LIBOR: The Regulators Blew It. “It’s becoming increasingly clear that the LIBOR scandal is not Lehman Bros. redux but rather Bernie Madoff redux. Indeed, in some respects it’s worse than the Madoff case, because at least some regulators were informed of the problems and did nothing and, worse yet, some may even have encouraged false reporting so as to maintain ‘confidence’ during the financial crisis. In sum, the regulator failures are very much part of the real scandal here.”
The New York Fed knew about this scandal in 2007. Tim “Turbo Tax” Geithner was President of the New York Fed at the time. Now he’s Treasury Secretary. Charles Gasparino asks What Did Tim Know?
The latest development in the Libor-manipulation scandal is that the banks weren’t really fixing the price of the key interest rate in total secret — US regulators were aware of the sleazy activities at the time, and seemed to have done nothing.
Which should surprise no one. . . .
The New York Fed has two main functions: It handles the transactions whereby the overall Federal Reserve controls the nation’s money supply, and it’s supposed to be the chief regulator of the big banks in its region.
When Obama named him for Treasury, the banking industry hailed Geithner as a godsend. Shares shot up on his announcement, and CEOs called it a wise choice for a key job at a time of crisis.
But the dirty little secret on Wall Street is that the New York Fed is a horrible regulator: It sees its chief job as keeping the banking system intact.
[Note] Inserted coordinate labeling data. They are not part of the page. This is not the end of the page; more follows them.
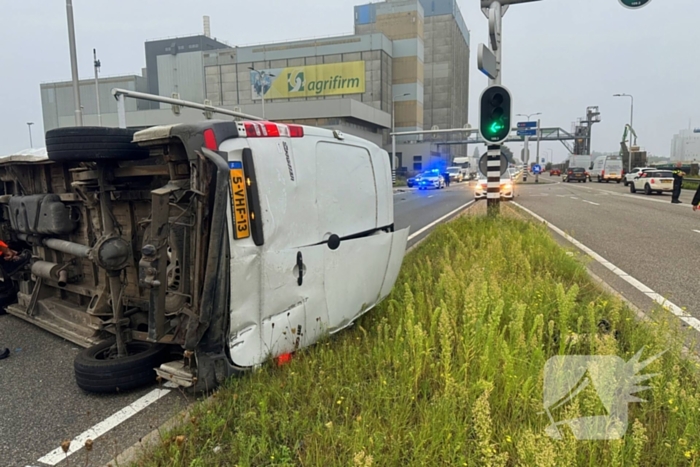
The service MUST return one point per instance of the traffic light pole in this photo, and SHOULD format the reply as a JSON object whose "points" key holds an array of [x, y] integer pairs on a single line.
{"points": [[493, 179]]}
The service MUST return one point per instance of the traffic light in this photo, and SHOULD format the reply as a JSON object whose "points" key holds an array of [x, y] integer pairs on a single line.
{"points": [[632, 4], [495, 116]]}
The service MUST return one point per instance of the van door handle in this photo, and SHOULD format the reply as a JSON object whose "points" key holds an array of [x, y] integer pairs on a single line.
{"points": [[300, 267]]}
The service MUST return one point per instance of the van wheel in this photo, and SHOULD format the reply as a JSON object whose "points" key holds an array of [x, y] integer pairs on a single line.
{"points": [[92, 144], [98, 370]]}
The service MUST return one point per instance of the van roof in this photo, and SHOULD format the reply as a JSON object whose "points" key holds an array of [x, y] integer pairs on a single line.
{"points": [[191, 133]]}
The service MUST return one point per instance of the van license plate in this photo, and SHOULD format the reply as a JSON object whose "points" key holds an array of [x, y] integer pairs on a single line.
{"points": [[241, 219]]}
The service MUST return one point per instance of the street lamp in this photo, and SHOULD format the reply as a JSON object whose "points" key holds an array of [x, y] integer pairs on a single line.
{"points": [[29, 125], [631, 125], [261, 76], [527, 140], [550, 155], [97, 66], [393, 129], [631, 110]]}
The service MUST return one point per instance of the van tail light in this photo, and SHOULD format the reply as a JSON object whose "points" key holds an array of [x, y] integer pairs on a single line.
{"points": [[296, 131], [284, 359], [210, 140], [272, 130]]}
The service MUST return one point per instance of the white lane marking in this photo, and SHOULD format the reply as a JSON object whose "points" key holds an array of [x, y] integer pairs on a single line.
{"points": [[667, 305], [432, 224], [77, 443]]}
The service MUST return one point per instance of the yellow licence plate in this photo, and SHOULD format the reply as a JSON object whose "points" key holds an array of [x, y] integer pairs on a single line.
{"points": [[241, 218]]}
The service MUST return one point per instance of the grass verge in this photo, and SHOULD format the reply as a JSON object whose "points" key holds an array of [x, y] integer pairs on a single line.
{"points": [[690, 186], [449, 371]]}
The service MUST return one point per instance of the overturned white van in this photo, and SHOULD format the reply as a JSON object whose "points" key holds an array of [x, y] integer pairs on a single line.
{"points": [[198, 250]]}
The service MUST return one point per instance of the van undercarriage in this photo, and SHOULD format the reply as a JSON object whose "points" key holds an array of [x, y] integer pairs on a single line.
{"points": [[129, 247]]}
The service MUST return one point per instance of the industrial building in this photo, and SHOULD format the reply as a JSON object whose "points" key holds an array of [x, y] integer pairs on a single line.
{"points": [[407, 59], [685, 146]]}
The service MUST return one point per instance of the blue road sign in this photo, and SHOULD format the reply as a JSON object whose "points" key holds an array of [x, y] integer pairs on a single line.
{"points": [[527, 124]]}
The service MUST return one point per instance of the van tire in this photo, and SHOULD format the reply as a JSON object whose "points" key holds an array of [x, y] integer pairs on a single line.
{"points": [[93, 144], [96, 373]]}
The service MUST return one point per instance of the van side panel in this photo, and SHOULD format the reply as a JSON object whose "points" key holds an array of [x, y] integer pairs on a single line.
{"points": [[286, 174], [346, 189], [385, 195]]}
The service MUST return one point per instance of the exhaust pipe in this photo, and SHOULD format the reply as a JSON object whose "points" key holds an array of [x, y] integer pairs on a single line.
{"points": [[50, 271]]}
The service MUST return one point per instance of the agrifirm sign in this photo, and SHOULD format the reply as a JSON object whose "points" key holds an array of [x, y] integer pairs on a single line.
{"points": [[309, 81]]}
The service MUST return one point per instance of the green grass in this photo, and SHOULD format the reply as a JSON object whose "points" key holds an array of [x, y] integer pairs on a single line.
{"points": [[690, 186], [449, 371]]}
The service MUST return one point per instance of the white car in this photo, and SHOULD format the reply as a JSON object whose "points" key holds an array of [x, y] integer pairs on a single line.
{"points": [[507, 187], [199, 250], [634, 173], [652, 181], [431, 180]]}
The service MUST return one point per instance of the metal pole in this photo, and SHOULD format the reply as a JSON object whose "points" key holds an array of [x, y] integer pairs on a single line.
{"points": [[632, 121], [118, 93], [74, 64], [393, 136], [493, 179], [262, 79], [499, 12], [538, 140], [29, 124], [97, 87], [121, 110]]}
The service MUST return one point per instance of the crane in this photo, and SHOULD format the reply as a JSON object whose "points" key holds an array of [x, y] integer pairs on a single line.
{"points": [[625, 150]]}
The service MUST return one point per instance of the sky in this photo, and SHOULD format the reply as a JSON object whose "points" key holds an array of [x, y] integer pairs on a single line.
{"points": [[559, 56]]}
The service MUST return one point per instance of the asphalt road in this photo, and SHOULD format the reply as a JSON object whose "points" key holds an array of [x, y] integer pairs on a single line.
{"points": [[40, 404], [647, 237]]}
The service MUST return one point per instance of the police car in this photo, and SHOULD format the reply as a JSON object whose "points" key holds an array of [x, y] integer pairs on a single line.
{"points": [[431, 179]]}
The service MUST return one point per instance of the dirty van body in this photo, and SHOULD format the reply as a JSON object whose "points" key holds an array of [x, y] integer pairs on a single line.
{"points": [[197, 250]]}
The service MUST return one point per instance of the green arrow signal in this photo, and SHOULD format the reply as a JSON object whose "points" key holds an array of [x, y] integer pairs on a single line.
{"points": [[495, 127]]}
Since it needs its member banks to buy US government debt and to control the money supply, the last thing it wants to do is shed light on the banks’ shady practices.
Which is why the Wall Street power brokers loved Geithner so much: On his New York Fed watch, he basically let them get away with the financial equivalent of murder, letting them take on the astronomical amounts of risk that ultimately blew up the system in 2008.